Lineage-selective super enhancers mediate core regulatory circuitry during adipogenic and osteogenic differentiation of human mesenchymal stem cells

Human mesenchymal stem cells (hMSCs) can be differentiated into osteoblasts and adipocytes. During these processes, super enhancers (SEs) play important roles. Here, we performed comprehensive characterization of the SEs changes associated with adipogenic and osteogenic differentiation of hMSCs, and revealed that SEs changed more dramatically compared with typical enhancers. We identified a set of lineage-selective SEs, whose target genes were enriched with cell type-specific functions. Functional experiments in lineage-selective SEs demonstrated their specific roles in directed differentiation of hMSCs. We also found that some key transcription factors regulated by lineage-selective SEs could form core regulatory circuitry (CRC) to regulate each other's expression and control the hMSCs fate determination.

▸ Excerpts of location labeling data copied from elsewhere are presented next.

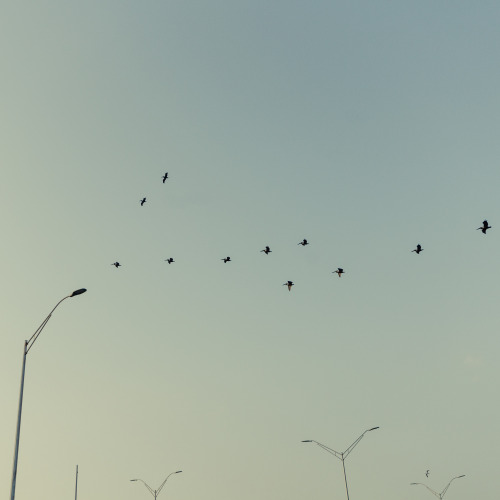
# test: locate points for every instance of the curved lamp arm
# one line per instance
(147, 486)
(32, 339)
(341, 455)
(163, 484)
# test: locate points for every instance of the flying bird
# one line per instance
(485, 227)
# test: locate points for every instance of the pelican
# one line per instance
(485, 227)
(418, 249)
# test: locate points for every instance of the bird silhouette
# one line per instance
(485, 227)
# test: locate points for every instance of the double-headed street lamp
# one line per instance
(440, 495)
(341, 455)
(156, 492)
(28, 344)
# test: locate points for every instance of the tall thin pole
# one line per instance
(28, 344)
(345, 477)
(18, 432)
(76, 484)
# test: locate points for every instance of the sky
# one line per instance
(365, 127)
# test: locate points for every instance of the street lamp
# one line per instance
(341, 455)
(156, 492)
(28, 344)
(440, 495)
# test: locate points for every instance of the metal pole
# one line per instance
(345, 478)
(76, 484)
(16, 449)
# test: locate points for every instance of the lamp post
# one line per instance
(440, 495)
(341, 455)
(28, 344)
(156, 492)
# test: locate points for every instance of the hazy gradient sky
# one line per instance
(364, 126)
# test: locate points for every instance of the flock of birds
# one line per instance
(267, 250)
(339, 271)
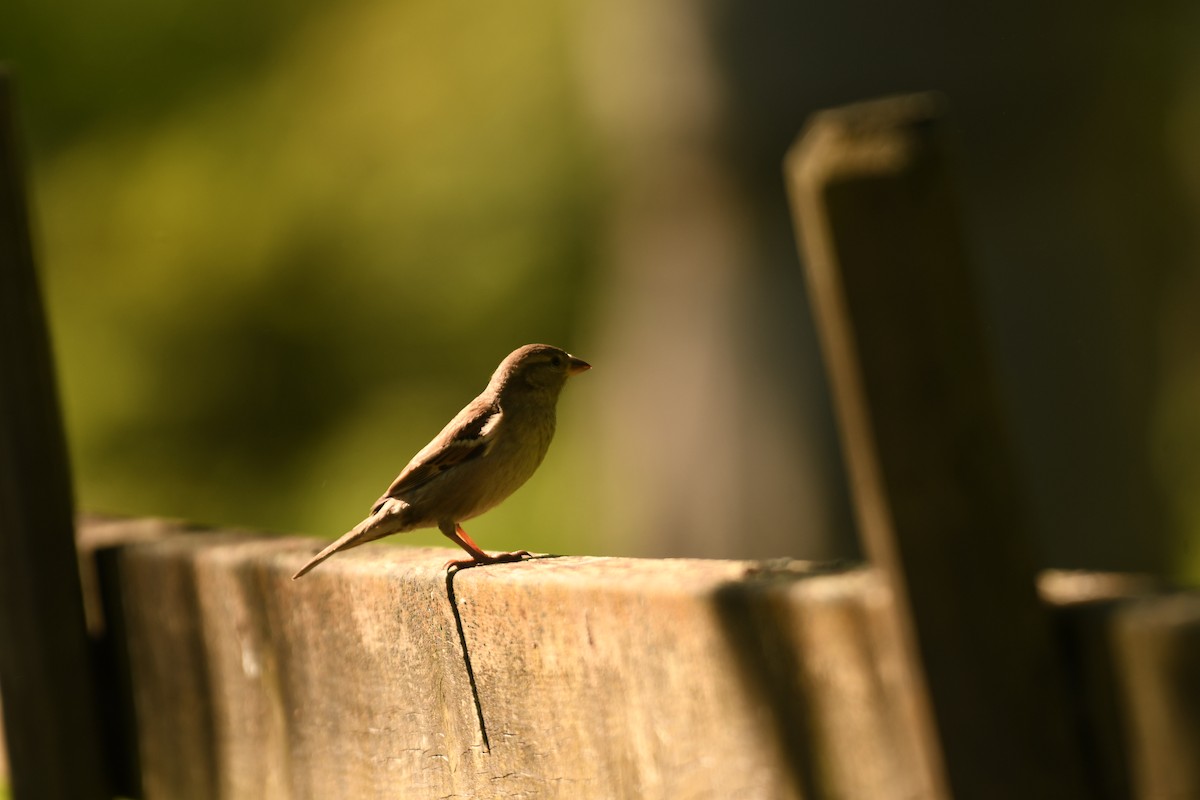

In addition, we found that GWAS SNPs of osteoporosis and obesity were significantly enriched in osteoblasts-selective SEs or adipocytes-selective SEs, respectively. Taken together, our studies unveiled important roles of lineage-selective SEs in hMSCs differentiation into osteoblasts and adipocytes.

Automated summary

This study comprehensively characterized the changes in super enhancers (SEs) during the differentiation of human mesenchymal stem cells (hMSCs) into osteoblasts and adipocytes, revealing that SEs undergo more dramatic changes compared to typical enhancers. Lineage-selective SEs were identified and found to play specific roles in the directed differentiation of hMSCs. Additionally, key transcription factors regulated by lineage-selective SEs were shown to form a core regulatory circuitry that controls the fate determination of hMSCs. Furthermore, GWAS SNPs associated with osteoporosis and obesity were found to be significantly enriched in osteoblasts-selective SEs and adipocytes-selective SEs, respectively.